Although Trai's decision to cut international termination rate (ITR) to 30 paise per minute from 53 paise/min would result in loss of about Rs 20 bn in revenues of telecom firms but the regulator feels it was necessary to keep a check on the grey market, which poses a serious security threat to the country.
The Telecom Regulatory Authority of India (Trai) has announced a cut in the ITR 30 paisa/min from 53 paise /min, effective February 1, 2018. ITR is what Indian operators receive for termination of international incoming calls on their networks.
As per the regulator, citing industry estimates, about 20 per cent of international long distance (ILD) calls terminate in India through grey route. Also, Trai said the carrier route for carrying international incoming voice traffic is facing a fierce competition from over-the-top (OTT) players like WhatsApp, Skype, Facetime etc. As calls from OTT players travel on the internet, termination charges are not paid.

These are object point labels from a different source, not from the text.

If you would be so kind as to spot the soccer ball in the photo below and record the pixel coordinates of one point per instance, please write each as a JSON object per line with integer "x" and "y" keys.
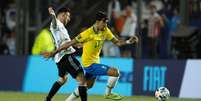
{"x": 162, "y": 94}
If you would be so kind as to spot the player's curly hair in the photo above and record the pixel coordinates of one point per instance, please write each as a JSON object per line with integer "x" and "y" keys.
{"x": 63, "y": 9}
{"x": 100, "y": 15}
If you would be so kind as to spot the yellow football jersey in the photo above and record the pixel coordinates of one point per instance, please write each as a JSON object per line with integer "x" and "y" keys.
{"x": 92, "y": 44}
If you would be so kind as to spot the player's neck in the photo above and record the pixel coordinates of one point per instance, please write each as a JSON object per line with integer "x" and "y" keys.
{"x": 95, "y": 29}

In fact, Trai said carrier route has begun to decline from FY17, which suggest that any increase in ITR is likely to result in a sharper decline of international incoming voice traffic on a carrier route. "The menace of grey route poses a serious security threat to the country apart from causing significant leakage in the revenue accruable to the country and its telecom service providers," Trai said.
The telecom regulator further said that players involved in grey market thrive on the significant arbitrage opportunity available as domestic termination rates are 6 paise per minute and they route international calls as domestic calls.